Three rules before you run any repo:

  • Stars and a verified badge aren't provenance. Check the account's real commit history; treat a trading feature that "just appeared" as a red flag.
  • Never paste a raw private key or seed phrase into a CLI — "it stays encrypted" was close to the exact line researchers found in these installers.
  • Copy from a dedicated, minimally-funded wallet and prefer non-custodial, least-privilege bots. Full write-up: fake Polymarket copy bots are stealing wallets.

Set hard limits before you fund anything

Caps are the cheapest protection you have, and the only one that works whether the risk comes from a bad wallet or a compromised bot. Decide all of them before money moves, not after the first drawdown:

  • Per-trade cap — the most a single copied position can stake.
  • Total-exposure cap — the most the bot can have at risk across all open copies at once.
  • Per-category budget — so one market type can't quietly become your whole book.
  • Max open positions — a ceiling that keeps a runaway copy loop from fanning out.

Size these from the wallet's worst historical drawdown, not its best month — the arithmetic is in position sizing for copy trading.

Build a kill-switch and monitor

A vetted wallet is a snapshot, and records decay. Wire up the exit before you need it: an alert on a new farming flag or a falling Copy Score, a clear plan for how you'll pull the bot fast, and a standing date to re-vet. The wallet you cleared last month is not the wallet you're copying today unless you keep checking.

The pre-flight checklist

Run both columns top to bottom. If any line in the left column fails, you don't reach the right column at all.

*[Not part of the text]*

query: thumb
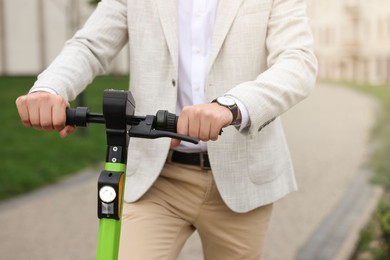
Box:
[171,139,181,147]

Wallet gate (vet first)Bot & execution lockdown
☐ Farming-clean — no flag☐ Non-custodial / you keep the keys
☐ Positive realistic post-fee edge☐ Least-privilege permissions (no withdrawal rights)
☐ Drawdown you can hold through☐ Per-trade and total-exposure caps set
☐ Edge in categories you want☐ Per-category budget + max-open-positions cap
☐ Cleared the full Copy Verdict☐ Alert + kill-switch + re-vet date in place

Prove it before you scale

Even after both columns clear, fund small and prove it. Stress-test the wallet under your stake, fees, and latency in the Copy Simulator before you let a bot run it at size — the realistic copy of a record is always worse than its headline, and you want to learn that on a small position, not your whole bankroll. Scale only after the live result matches the homework.

CopyGrade is analysis-only — it never executes trades and never holds your funds or keys, and a Copy Score is a documented research opinion, not a statement of fact about any trader or financial advice.